Devant un juge de Téhéran, Nader et Simin, un couple appartenant visiblement à la classe moyenne de la société iranienne, demandent le divorce après 14 ans de mariage. Enfin, c’est surtout elle qui veut se séparer de son époux : ils avaient prévu de longue date de quitter l’Iran et à la dernière minute, alors qu’ils ont tous leurs papiers, Nader refuse de partir. Il ne veut pas quitter son père, atteint de la maladie d’Alzheimer, tandis que Simin voudrait tout quitter pour assurer l’avenir de sa fille. Le juge ne pouvant, ou ne voulant pas les départager, ils conviennent d’une séparation : Simin ira vivre chez ses parents et Nader doit alors trouver une personne pour s’occuper de son père durant la journée. Par l’intermédiaire d’une de ses connaissances, Simin conseille Razieh, jeune mère de famille dont le mari est au chômage, et elle fait l’affaire.
La mise en scène d‘Une séparation est absolument épatante, simple et efficace. La caméra d’Asghar Farhadi filme avec une fluidité impeccable les remous que subissent tous les protagonistes de l’affaire. Le spectateur est amené à approfondir petit à petit toutes les intrigues, essentielles à la découverte de la vérité, et apprend à connaître chacun des personnages individuellement et avec une neutralité totale. Un excellent montage, qui met en perspective de nombreux éléments, pas toujours dans l'ordre mais tous aussi pertinents les uns que les autres, nous montre les faits tels qu’ils se sont produits. Et le réalisateur a le bon goût de s’arrêter exactement au bon endroit, histoire de ne pas trop nous en dire et de préserver ainsi notre libre arbitre, laissant au spectateur la possibilité de s'approprier son œuvre.
Car c’est nous qui sommes appelés, en même temps que le juge qui détricote cette histoire, à comprendre ce qu’il s’est réellement passé et à séparer le vrai du faux. Ce qui est totalement illusoire et un très bon scénario nous le fait bien comprendre : nous sommes ici dans un monde tout sauf manichéen, où chacun détient sa part de vérité et de mensonges. Ce que réussit également habilement Une séparation, c‘est de nous présenter une image de l‘Iran moderne, une république théocratique islamique en proie à ses divisions sociales. Car là, même si ce thème est omniprésent, régissant la vie quotidienne des habitants, ce n’est pas tant la religion qui fait le clivage entre les deux famille.
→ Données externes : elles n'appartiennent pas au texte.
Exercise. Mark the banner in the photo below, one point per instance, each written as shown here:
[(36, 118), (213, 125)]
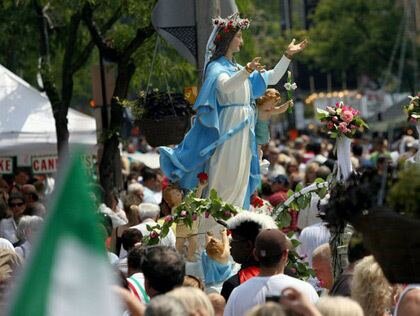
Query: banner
[(6, 165), (44, 164)]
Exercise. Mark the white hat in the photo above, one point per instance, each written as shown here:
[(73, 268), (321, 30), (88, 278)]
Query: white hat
[(147, 210)]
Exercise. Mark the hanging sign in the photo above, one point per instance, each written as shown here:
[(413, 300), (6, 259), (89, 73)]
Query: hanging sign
[(44, 164), (6, 165)]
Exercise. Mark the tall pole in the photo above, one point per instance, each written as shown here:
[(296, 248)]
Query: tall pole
[(204, 11)]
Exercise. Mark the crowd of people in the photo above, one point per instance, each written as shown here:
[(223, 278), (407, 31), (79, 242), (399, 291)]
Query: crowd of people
[(159, 280), (239, 266)]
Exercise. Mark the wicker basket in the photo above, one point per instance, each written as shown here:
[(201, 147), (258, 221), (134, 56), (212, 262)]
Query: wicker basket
[(164, 131)]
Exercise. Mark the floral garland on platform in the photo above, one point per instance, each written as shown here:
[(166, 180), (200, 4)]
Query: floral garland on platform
[(231, 22), (188, 211), (341, 120), (413, 109), (290, 86), (297, 200)]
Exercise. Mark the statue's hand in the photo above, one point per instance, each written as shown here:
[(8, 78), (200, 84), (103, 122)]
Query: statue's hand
[(295, 48)]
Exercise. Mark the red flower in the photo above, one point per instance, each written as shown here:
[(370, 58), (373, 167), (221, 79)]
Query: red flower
[(154, 235), (202, 176), (257, 201)]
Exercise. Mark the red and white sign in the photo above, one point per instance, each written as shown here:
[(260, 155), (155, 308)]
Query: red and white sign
[(6, 165), (44, 164)]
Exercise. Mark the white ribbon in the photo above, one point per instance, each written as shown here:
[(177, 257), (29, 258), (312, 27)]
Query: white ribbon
[(210, 48), (344, 167)]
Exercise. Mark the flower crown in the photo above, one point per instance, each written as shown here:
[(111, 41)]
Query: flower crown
[(231, 22)]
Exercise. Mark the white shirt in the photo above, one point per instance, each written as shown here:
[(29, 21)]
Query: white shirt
[(8, 229), (254, 291), (168, 240), (310, 238), (231, 161), (150, 196)]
L’une des femmes a beau être musulmane pratiquante, un brin soumise à son mari, et l’autre plus émancipée, ces détails ne sont là que pour poser les personnages.
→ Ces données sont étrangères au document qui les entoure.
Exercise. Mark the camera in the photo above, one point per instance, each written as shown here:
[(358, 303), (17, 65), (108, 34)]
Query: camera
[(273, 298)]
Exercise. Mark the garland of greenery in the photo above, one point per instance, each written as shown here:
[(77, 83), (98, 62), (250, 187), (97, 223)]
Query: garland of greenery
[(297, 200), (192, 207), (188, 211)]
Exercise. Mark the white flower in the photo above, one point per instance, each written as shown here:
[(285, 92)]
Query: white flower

Ce qui divise avant tout les deux clans d'Une séparation, refermés chacun sur eux-mêmes, c’est l’argent et la classe sociale, avant la religion ou les considérations politiques. Nous sommes en présence d’individus, incarnés par des interprètes absolument fabuleux, qui ne se comprennent pas en grande partie car ils ne viennent pas du même milieu, et qu’ils ne cherchent pas, pour la plupart d’entre eux à aller vers l’autre. Ils n’en restent pas moins des maris, des femmes, des parents et à ce petit jeu ce sont les enfants qui trinquent, et les couples qui encaissent. Le diagnostic est cinglant, c'est en quelque sort à la fin de l'innocence qu'Asghar Farhadi nous convie, et ce d'une fort belle manière, tant la proposition artistique qu'il nous présente ici est plus que convaincante.